China hit back at international pressure to reform its currency today with a top central banker saying it was unfair to make developing countries do most of the work to address global imbalances.
Peoples Bank of China Assistant Governor Ma Delun said China did intend to let its currency move more freely, but was preparing for the reforms at its own pace, and lashed out at what he called politically motivated pressure.
In a speech to an IMF-Bundesbank conference, Ma said China - and other developing Asian countries - had paid the price of exchange rate fluctuations in the world's major reserve currencies, the US dollar and now the euro.

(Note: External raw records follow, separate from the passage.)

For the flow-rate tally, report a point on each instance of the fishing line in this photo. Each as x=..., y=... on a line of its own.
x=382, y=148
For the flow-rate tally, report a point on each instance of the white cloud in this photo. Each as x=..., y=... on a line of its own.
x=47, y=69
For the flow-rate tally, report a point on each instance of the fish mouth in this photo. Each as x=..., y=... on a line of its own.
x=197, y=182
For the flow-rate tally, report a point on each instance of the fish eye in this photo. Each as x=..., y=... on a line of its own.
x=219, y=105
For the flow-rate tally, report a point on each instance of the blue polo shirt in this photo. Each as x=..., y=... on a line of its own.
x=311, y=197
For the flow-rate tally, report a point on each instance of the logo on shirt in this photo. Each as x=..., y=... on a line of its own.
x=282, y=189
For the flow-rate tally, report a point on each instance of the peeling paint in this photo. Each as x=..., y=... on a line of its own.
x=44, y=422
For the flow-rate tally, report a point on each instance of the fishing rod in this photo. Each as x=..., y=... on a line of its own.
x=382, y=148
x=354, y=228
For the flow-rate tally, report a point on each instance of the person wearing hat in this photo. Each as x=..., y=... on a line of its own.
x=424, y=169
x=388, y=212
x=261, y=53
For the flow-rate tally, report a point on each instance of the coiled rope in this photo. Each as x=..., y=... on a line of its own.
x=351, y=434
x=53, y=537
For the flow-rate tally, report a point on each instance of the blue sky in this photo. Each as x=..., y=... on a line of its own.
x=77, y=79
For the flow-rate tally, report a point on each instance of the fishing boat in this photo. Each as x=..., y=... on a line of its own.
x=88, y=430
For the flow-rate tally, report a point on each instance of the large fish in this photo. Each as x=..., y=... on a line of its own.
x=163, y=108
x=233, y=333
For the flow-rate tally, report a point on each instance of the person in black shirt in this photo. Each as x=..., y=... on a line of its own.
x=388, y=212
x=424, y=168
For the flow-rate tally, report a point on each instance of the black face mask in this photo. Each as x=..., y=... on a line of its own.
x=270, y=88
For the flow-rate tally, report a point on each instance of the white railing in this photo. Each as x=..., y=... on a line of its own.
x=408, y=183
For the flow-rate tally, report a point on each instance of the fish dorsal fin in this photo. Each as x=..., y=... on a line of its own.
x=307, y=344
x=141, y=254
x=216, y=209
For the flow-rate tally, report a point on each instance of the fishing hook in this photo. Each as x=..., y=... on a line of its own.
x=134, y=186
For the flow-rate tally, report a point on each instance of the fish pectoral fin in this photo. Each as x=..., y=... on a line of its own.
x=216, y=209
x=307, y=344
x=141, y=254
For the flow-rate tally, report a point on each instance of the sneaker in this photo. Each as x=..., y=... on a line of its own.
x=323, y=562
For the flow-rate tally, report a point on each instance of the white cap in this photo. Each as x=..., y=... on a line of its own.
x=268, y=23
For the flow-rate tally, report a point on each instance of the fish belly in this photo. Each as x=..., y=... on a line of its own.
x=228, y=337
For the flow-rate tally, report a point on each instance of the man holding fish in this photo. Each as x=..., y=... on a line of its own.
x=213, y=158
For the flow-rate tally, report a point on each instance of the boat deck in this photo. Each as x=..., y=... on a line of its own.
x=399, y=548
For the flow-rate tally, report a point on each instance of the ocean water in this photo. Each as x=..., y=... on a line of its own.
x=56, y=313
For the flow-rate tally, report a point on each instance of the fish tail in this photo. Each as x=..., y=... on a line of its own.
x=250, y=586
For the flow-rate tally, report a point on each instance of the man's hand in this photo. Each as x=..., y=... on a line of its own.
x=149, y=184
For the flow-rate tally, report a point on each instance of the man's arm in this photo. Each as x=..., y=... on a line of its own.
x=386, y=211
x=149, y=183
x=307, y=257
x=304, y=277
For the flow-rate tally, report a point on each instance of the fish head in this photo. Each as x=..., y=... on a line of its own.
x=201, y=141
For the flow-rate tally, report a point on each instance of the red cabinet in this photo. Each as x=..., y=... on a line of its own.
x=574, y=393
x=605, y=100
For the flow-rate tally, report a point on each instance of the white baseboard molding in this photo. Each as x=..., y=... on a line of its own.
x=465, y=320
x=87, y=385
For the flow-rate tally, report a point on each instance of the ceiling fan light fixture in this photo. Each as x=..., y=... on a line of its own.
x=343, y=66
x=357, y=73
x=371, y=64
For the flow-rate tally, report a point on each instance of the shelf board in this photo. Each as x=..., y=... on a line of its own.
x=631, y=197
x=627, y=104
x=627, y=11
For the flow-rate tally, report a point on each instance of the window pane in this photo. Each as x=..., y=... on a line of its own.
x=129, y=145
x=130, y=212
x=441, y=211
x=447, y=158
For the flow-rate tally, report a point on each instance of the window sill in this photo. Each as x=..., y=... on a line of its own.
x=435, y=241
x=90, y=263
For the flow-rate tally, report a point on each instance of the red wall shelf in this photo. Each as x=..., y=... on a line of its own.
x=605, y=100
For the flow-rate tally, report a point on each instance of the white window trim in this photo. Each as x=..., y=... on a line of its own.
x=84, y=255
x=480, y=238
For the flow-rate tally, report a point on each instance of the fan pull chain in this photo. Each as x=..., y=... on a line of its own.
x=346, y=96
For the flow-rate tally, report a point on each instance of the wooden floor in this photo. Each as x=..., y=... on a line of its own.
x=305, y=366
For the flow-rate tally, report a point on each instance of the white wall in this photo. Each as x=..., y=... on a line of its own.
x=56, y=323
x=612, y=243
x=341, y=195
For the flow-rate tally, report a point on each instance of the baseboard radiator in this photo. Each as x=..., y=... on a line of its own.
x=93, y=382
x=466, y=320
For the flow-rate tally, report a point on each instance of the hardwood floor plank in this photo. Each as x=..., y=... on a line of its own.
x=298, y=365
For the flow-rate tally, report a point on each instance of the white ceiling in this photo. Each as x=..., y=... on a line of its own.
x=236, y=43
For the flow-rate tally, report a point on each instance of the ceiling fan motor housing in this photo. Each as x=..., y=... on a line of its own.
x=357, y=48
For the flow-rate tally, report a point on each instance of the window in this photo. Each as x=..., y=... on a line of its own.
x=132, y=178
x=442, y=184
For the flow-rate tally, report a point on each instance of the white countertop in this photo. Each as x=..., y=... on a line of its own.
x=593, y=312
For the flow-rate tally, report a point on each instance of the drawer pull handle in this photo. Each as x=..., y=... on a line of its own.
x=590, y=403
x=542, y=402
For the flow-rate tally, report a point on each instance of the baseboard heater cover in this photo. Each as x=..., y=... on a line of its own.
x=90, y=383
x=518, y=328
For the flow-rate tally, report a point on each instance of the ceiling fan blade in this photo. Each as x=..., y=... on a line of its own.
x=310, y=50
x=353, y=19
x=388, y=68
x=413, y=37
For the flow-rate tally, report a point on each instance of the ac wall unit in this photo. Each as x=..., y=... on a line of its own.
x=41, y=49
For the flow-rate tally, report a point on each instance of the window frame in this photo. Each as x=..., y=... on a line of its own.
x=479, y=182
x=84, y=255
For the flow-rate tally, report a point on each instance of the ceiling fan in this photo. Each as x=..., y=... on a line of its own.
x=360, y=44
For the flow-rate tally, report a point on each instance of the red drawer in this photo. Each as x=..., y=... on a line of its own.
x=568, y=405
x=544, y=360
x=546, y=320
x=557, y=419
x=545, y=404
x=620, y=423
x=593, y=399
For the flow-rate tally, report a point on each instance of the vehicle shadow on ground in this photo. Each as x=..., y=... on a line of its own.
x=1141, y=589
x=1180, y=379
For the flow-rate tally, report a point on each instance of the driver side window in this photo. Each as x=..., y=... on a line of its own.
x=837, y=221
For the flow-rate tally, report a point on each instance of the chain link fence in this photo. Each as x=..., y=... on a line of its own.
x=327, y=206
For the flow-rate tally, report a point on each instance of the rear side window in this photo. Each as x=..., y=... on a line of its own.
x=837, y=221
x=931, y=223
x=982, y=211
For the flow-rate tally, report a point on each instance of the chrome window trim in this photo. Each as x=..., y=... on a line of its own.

He said it was not constructive for the International Monetary Fund to put so much emphasis on the need to increase exchange rate flexibility when volatility in reserve currencies was putting financial stability at risk.
"Some people with possible political motivation neither examine the negative impact of the US imbalanced macroeconomic policy, nor do they think about whether the induced depreciation of the US dollar can be regarded as competitive depreciation," he said in his speech.
"Rather they have been asking some developing countries to shoulder the burden of adjustment of global imbalances. This is quite irrational." The Group of Seven top industrial countries, who control the IMF, has for several years been calling upon China to loosen its fixed exchange rate regime.
The Chinese yuan is pegged at about 8.28 to the US dollar. The US Treasury has warned China it risks trade sanctions within six months unless it pushes up the value of the yuan.